When warriors talk about brotherhood, it means, "I'd die for you, and you'd die for me." It's thicker than blood. It's the kind of love that men rarely speak of. We're rarely allowed to, these days.

Jesus wants me with him. This is what he meant when he said, "I no longer call you servants, but friends." I will never outgrow my need for Him, but--mystery of mysteries--it is not foolish to console Him. He did not turn away St. Simon of Cyrene; it was not a show. He was consoled. And the holy women, they consoled Our Lord, too.

If Jesus invites us to console Him, we are on the Way of the Cross. And therefore, on the way to glory.

Thursday, October 31, 2019

I Don't Believe In "The Universe." I Believe In God.

"It almost makes you believe in the universe again. Almost." First of all, in context, I'm sure Washington Nationals pitcher Daniel Hudson is a great guy. (It's not his quote.) And of course he missed World Series Game 1 to be with his newborn daughter, because that's what a good father and husband does, if he can. Secondly, whatever personal problems players on the Houston Astros have, God is not punishing the team for those. I'd love to know one day the intimate workings of Providence, in regard to individual games and their outcomes, but as it appears from here, baseball just isn't that important, in the grand scheme of things. (Don't misunderstand me; if you're reading this, I love baseball more than you do.)

Most importantly, what is so charming about some seemingly arbitrary, impersonal force? Admittedly, one sees or hears this a lot.
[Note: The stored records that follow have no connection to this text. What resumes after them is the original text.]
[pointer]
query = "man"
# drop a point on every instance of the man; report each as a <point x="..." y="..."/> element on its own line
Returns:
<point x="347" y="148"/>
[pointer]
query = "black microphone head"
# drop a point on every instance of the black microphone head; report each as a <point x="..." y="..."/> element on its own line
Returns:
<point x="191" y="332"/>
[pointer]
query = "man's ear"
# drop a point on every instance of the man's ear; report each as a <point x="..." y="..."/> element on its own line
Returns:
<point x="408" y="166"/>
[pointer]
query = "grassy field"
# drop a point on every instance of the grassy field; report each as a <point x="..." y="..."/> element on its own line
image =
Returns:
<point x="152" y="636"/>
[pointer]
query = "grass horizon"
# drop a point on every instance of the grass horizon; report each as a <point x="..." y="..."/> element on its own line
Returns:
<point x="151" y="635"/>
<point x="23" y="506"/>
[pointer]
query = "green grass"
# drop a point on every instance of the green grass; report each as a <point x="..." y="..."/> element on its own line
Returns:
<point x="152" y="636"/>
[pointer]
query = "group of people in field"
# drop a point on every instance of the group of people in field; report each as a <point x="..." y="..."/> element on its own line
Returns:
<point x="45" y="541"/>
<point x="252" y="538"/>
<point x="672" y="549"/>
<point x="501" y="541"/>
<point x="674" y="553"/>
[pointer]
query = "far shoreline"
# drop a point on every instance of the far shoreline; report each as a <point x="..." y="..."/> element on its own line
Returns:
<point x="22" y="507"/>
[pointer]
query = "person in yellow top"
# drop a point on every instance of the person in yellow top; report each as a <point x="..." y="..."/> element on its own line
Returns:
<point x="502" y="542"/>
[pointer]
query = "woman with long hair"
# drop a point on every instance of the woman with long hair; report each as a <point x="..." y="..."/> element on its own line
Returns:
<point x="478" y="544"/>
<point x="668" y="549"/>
I guess if we're tossed to and fro by impersonal forces, we're not accountable to anyone whose judgment matters, including God. Yet in reality, God has a Name, and a face. And the Holy Spirit, mind you, may be mysterious, but He's personal, if anyone ever has been.

You'd have to wonder at people's tragedies, if they'd rather believe in impersonal forces than in the God who made them. The God who gave them a name and a face, too.

Monday, October 28, 2019

Still Not Quite Right

Grief wreaks havoc. I still have a rather ambiguous relationship to eating; I do it because I have to. I graze, rather than eating big meals. It will be nice to experience the enjoyment of eating again. I know I will. No pain lasts forever, especially not in the light of eternity.

Then I feel guilty, because this grief is not in some objective sense the worst loss. I have an internet friend who could tell us all about loss and grief, and I defer to her. Yet when she says, "I will never be OK with this," that corresponds with something I understand, and it helps me.

On the other hand, I need and want the freedom to say that I'm not OK, that I have been changed somehow by grief, that in these moments, the world does not look quite the same, and in some way, it never will again.

The Lord retains the right to make something good out of bad, and in faith and hope, I expect Him to do it. But there's no rush here; if I want to cry, I'll cry, and I'll brook no debate about it.

The Enemy loves the times when I have doubted everything I thought I knew, about myself, about God, and the goodness of creation. That father of lies loves my bitterness, my resentment, my anger, and whatever bad else. If that snake can keep me from praying, it's the only chance he has.

I just hit back with the Memorare; I cast myself into the arms of Mother, and thereby, into the arms of God the Father.

I don't know what the future holds, or how to handle it. I do know that I am ever and always Jason Layne Kettinger, renewed in Christ by the grace of the Holy Spirit, and one could do worse.